I was unfortunately wrong. Here’s a litany of issues:

  • The excerpts are, like so many movie trailers out there, simply the best parts of the book.
  • Citation is almost entirely lacking throughout. When it does exist, it’s only inline citation, which I find to be wholly inappropriate.
  • The table of contents doesn’t even have chapter names.
  • There’s no index.
  • Serith doesn’t use standard Proto-Indo-European forms. (I shouldn’t have been so surprised by this, considering that his website does precisely the same thing, but I’m nonetheless irked.)
  • A huge portion of the book is made up of rituals of the author’s own creation. They’re interesting enough in their own ways, but they shouldn’t have been included in the book at such length. I feel like more work was put into the rituals than the rest of the book.
  • There’s too much assumption and not enough acknowledgement  that we have major gaps in our sources.
  • Germanic sources are ignored for the first half of the book. Even after this there isn’t much inclusion. My biggest sadness is the ignoring of the Æcerbōt, which happens to include several of the very elements that Serith found so important.
  • In fact, pretty much anything that isn’t Roman or Indian gets ignored much of the time. Slavic and Baltic sources are ignored fairly thoroughly, for example. While there are issues of preservation, of course, I know that there’s useful content for comparative purposes.
  • Serith loves changing things to reflect modern dogmas regarding so-called equality. He does not mark these changes very well, if at all. This is, however, a one way street, which is in tune with the current dogma. While women are suddenly permitted access to things that were likely male-only in the past, men are not permitted access to female-only things. Such equality.
  • Clearly no copyeditor was employed. There are so many issues in grammar, pacing, punctuation, and repetitiveness.

Probably one of my favourite failures comes on page 103:

Another servant of the members is the Rḗḱs. *Rḗḱs is the root of Irish ri, Sanskrit rajan, and Latin rex.
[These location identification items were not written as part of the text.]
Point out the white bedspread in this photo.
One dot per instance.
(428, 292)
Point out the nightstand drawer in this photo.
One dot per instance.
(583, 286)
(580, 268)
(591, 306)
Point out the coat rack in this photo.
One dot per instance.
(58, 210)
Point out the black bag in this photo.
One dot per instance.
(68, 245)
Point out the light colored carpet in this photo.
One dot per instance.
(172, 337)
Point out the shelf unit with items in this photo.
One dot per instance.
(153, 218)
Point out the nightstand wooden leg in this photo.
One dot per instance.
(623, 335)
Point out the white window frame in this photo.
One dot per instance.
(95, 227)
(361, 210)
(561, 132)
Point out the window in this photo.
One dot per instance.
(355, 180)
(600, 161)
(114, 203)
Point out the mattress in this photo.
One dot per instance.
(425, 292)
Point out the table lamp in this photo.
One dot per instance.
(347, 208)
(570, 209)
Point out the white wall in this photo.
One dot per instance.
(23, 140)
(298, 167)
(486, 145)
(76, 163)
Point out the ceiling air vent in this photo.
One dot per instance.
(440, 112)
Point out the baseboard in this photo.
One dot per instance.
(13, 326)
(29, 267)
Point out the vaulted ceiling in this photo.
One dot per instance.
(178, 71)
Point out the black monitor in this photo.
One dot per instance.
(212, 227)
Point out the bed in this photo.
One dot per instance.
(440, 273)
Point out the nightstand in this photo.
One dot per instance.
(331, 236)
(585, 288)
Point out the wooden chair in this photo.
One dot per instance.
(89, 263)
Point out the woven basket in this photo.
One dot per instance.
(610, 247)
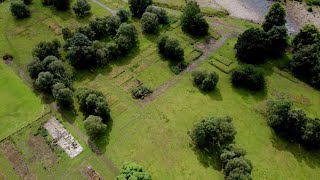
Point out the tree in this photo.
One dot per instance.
(123, 15)
(61, 4)
(19, 9)
(45, 81)
(62, 95)
(34, 68)
(138, 7)
(252, 46)
(133, 171)
(44, 49)
(212, 132)
(204, 80)
(160, 12)
(126, 37)
(275, 17)
(192, 20)
(308, 35)
(81, 8)
(94, 126)
(278, 37)
(149, 22)
(247, 76)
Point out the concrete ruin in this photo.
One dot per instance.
(63, 138)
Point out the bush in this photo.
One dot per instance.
(81, 8)
(123, 15)
(149, 22)
(211, 132)
(138, 7)
(44, 49)
(126, 37)
(204, 80)
(307, 35)
(252, 46)
(278, 37)
(192, 20)
(93, 103)
(19, 9)
(275, 17)
(45, 81)
(133, 171)
(247, 76)
(161, 14)
(170, 48)
(94, 126)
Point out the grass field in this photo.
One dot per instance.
(154, 134)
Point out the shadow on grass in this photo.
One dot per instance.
(208, 157)
(310, 156)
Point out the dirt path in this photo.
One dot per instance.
(208, 48)
(113, 12)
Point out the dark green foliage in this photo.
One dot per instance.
(247, 76)
(278, 37)
(161, 14)
(63, 95)
(93, 103)
(94, 126)
(66, 33)
(252, 46)
(45, 81)
(140, 92)
(213, 132)
(138, 7)
(275, 17)
(126, 37)
(34, 68)
(149, 22)
(204, 80)
(170, 48)
(44, 49)
(81, 8)
(61, 4)
(308, 35)
(19, 9)
(192, 20)
(306, 64)
(123, 15)
(133, 171)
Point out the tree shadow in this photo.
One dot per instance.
(208, 157)
(308, 155)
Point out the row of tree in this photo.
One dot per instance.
(49, 73)
(293, 123)
(218, 133)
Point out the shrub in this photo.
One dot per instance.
(81, 8)
(204, 80)
(307, 35)
(133, 171)
(123, 15)
(19, 9)
(192, 20)
(211, 132)
(248, 77)
(138, 7)
(44, 49)
(252, 46)
(275, 17)
(149, 22)
(161, 14)
(45, 81)
(94, 126)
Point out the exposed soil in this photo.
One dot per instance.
(41, 151)
(19, 164)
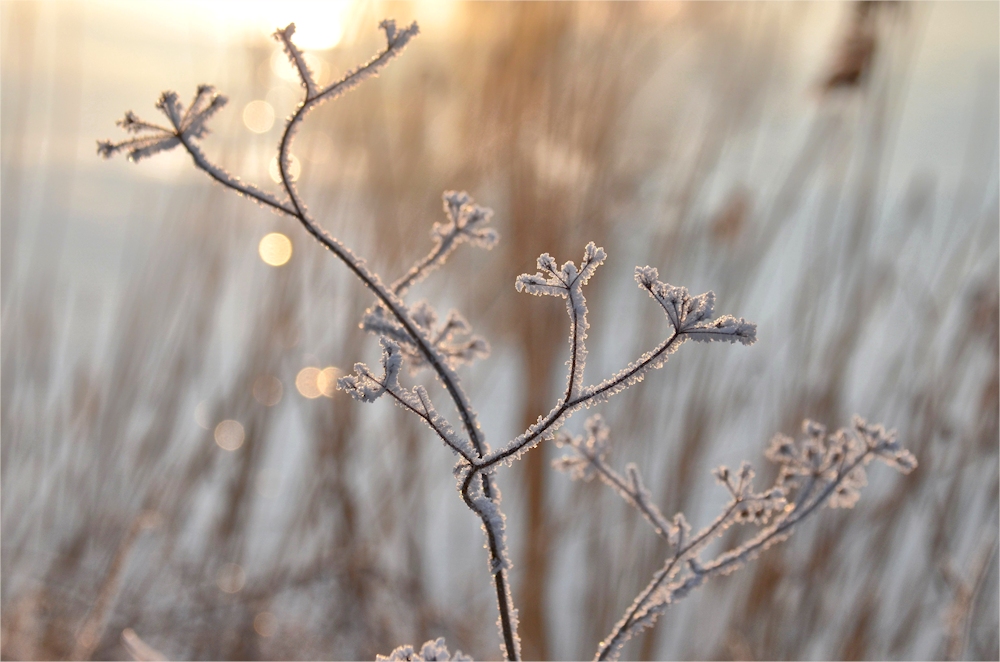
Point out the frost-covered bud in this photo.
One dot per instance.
(364, 386)
(434, 650)
(813, 429)
(782, 449)
(546, 263)
(646, 276)
(680, 530)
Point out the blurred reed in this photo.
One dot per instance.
(650, 129)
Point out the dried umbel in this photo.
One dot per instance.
(815, 471)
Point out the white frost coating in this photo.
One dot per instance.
(297, 59)
(452, 340)
(691, 316)
(568, 283)
(466, 221)
(434, 650)
(817, 470)
(152, 138)
(365, 386)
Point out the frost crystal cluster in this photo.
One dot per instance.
(817, 470)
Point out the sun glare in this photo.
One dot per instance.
(275, 249)
(318, 25)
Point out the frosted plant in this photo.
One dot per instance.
(817, 470)
(429, 652)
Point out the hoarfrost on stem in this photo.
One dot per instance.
(817, 470)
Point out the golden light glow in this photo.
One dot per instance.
(326, 381)
(229, 435)
(305, 382)
(275, 249)
(231, 578)
(265, 624)
(267, 390)
(258, 116)
(294, 169)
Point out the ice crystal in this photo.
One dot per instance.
(817, 470)
(431, 651)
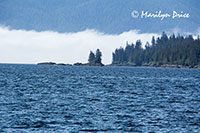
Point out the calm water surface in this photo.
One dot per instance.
(99, 99)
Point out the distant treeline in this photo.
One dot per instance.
(173, 50)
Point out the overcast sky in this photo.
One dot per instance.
(20, 46)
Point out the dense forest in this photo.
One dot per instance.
(173, 50)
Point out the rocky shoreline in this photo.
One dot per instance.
(130, 65)
(156, 65)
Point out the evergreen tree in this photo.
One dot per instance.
(91, 59)
(98, 56)
(173, 50)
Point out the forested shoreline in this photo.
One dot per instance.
(173, 51)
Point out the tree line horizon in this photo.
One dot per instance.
(172, 50)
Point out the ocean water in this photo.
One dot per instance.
(98, 99)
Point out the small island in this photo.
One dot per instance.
(94, 59)
(165, 51)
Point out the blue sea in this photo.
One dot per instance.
(45, 99)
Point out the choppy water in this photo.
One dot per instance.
(105, 99)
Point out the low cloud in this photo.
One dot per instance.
(21, 46)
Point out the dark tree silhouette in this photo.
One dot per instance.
(164, 50)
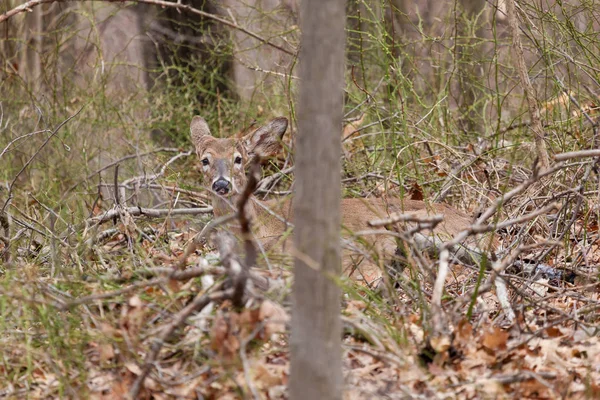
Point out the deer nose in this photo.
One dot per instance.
(222, 186)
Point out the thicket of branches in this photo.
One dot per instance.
(465, 102)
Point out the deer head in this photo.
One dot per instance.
(224, 159)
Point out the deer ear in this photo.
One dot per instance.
(266, 140)
(199, 131)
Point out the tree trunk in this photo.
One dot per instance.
(316, 367)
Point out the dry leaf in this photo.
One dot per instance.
(495, 338)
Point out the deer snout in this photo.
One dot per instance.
(222, 186)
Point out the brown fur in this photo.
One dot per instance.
(272, 227)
It is sometimes translated “king”, but “chieftain”, or perhaps just “someone with special power” would be more accurate.

Six paragraphs later on the next page:

If you are disturbed by the monarchical overtones of Rḗḱs, choose a Chieftain (or simply an Executive) to fulfill the temporal duties. […] A wíḱs can have a Rḗḱs for the ritual side of things, with the Chieftain having the real authority[.]

Oops. That’s a bit contradictory.

While I’ve been rather saddened by the quality of Ceisiwr Serith’s work, other people have been putting out content that is similar to his in terms of prayers and how to write them properly.
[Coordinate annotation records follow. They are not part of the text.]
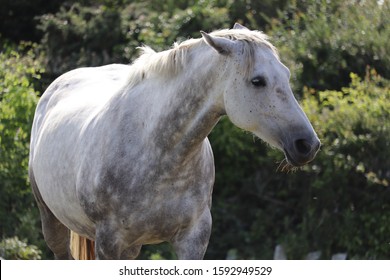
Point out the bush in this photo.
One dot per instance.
(14, 249)
(18, 98)
(337, 204)
(322, 42)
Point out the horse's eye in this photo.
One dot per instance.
(259, 81)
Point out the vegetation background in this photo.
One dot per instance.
(339, 56)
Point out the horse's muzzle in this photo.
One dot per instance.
(302, 151)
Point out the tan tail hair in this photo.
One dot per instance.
(81, 247)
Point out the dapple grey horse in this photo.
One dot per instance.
(120, 155)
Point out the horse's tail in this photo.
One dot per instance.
(81, 247)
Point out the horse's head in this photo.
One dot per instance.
(257, 96)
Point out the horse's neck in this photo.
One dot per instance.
(189, 113)
(182, 111)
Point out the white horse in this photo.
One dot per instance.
(120, 155)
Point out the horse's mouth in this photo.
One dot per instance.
(298, 160)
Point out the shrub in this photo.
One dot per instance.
(15, 249)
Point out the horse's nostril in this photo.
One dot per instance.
(302, 146)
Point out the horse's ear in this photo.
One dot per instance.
(239, 26)
(222, 45)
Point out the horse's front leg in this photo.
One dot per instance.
(191, 244)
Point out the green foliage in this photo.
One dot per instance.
(14, 249)
(18, 213)
(336, 204)
(323, 41)
(339, 203)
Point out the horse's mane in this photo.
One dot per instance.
(170, 62)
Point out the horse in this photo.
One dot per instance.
(119, 153)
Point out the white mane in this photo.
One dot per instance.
(170, 62)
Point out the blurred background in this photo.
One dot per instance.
(339, 56)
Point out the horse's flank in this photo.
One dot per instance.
(120, 154)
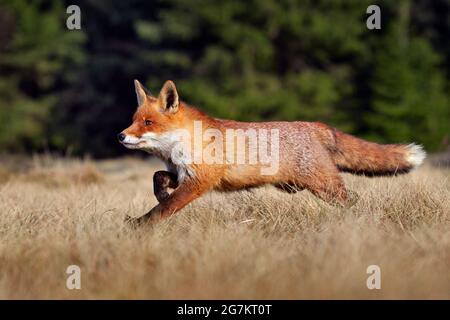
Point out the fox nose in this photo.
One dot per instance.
(121, 136)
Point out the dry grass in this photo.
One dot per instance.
(253, 244)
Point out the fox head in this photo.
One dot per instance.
(154, 119)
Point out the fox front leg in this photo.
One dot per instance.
(186, 192)
(162, 180)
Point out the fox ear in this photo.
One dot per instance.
(141, 92)
(168, 97)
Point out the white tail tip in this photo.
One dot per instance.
(415, 154)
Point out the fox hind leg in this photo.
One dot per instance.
(162, 180)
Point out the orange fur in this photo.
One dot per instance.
(311, 155)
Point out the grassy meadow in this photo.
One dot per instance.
(256, 244)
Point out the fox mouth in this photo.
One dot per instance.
(132, 145)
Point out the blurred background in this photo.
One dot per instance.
(71, 92)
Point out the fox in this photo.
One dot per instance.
(311, 155)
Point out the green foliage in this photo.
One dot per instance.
(247, 60)
(33, 64)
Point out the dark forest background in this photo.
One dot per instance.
(72, 91)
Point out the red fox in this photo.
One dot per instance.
(310, 154)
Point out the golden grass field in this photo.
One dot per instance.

Marc wrote “‘Prayer’ in a Heathen Context” (archive 1, archive 2), which was later reposted to Lārhūs Fyrnsida.1I feel that Marc’s work was, however, hurt a bit by the inclusion of John Lindow’s “Addressing Thor“. I find that its obsession with differences in the male and female enemies of Þórr to be misplaced and ultimately fruitless due to a lack of useable sources on the topic, from which poor conclusions are drawn by Lindow. This, in turn, caused Wodgar’s “‘Prayer’ in a Fyrnsidu Context” (archive 1, archive 2). This has been an interesting topic to me for a few years now. Back in April 2014 I tried my hand at a historically inaccurate offering in some bumbling Old English. Since then I’ve improved somewhat, but I’ve never posted the results of that work. I should get on that.

Footnotes   [ + ]

1. I feel that Marc’s work was, however, hurt a bit by the inclusion of John Lindow’s “Addressing Thor“. I find that its obsession with differences in the male and female enemies of Þórr to be misplaced and ultimately fruitless due to a lack of useable sources on the topic, from which poor conclusions are drawn by Lindow.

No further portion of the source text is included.